La force de Dreamstate tient peut-être au fait que malgré ce virage un peu déroutant pour les auditeurs et auditrices de KLO, la démarche et l'énergie semblent authentiques. Pour donner dans le poncif journalistique, la Galloise est généreuse dans l'effort tout au long de ces 43 minutes. Il faut dire que la recette est rodée: une voix cristalline pleine de mélancolie adossée a une dance music de haut vol. Inner Song et Kelly Lee Owens avaient déjà ouvert la voie en mêlant techno et dreampop vaporeuse. Sur Dreamstate, la trentenaire a simplement poussé le curseur du mainstream plus loin, et ce, sans jamais tomber dans des mélodies génériques ou se vautrer dans les errements mélodramatiques d'un Fred Again.

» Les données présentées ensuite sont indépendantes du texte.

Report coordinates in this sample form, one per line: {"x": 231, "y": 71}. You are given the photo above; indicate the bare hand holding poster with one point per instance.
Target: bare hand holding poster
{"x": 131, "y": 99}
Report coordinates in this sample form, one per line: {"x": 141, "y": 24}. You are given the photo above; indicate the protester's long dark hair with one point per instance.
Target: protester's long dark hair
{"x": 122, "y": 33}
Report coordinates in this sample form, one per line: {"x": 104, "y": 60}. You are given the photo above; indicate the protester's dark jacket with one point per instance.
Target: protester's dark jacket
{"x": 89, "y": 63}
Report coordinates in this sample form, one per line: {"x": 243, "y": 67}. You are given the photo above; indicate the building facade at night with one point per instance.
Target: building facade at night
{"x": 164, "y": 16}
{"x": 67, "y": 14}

Avec une entrée en matière plutôt calme sur "Dark Angel ", l'envie d'en découdre se fait sentir sur l'enchainement "Dreamstate", "Love You Got " pour atteindre son apothéose avec un "Higher" capable de rendre le sourire a un zemmourien sous Prozac. L'atterrissage s'amorce doucement autour du très pop "Ballad (in the end )" pour se clôturer sur les violons mélancoliques de "Trust and Desire". C'est sûrement là toute l'intelligence de Kelly Lee Owens : ne pas en faire des caisses, se placer en retrait pour frapper plus fort et plus juste sur des pistes pleines d'une joie contagieuse. L'effet n'en est que dédoublé.
On ne vous cache pas que ce quatrième album de la Galloise est une des meilleures choses que l'on ait pu entendre dans toute cette flopée d'artistes cités précédemment. À vous désormais de composer votre tiercé gagnant. Nous on connaît déjà notre championne.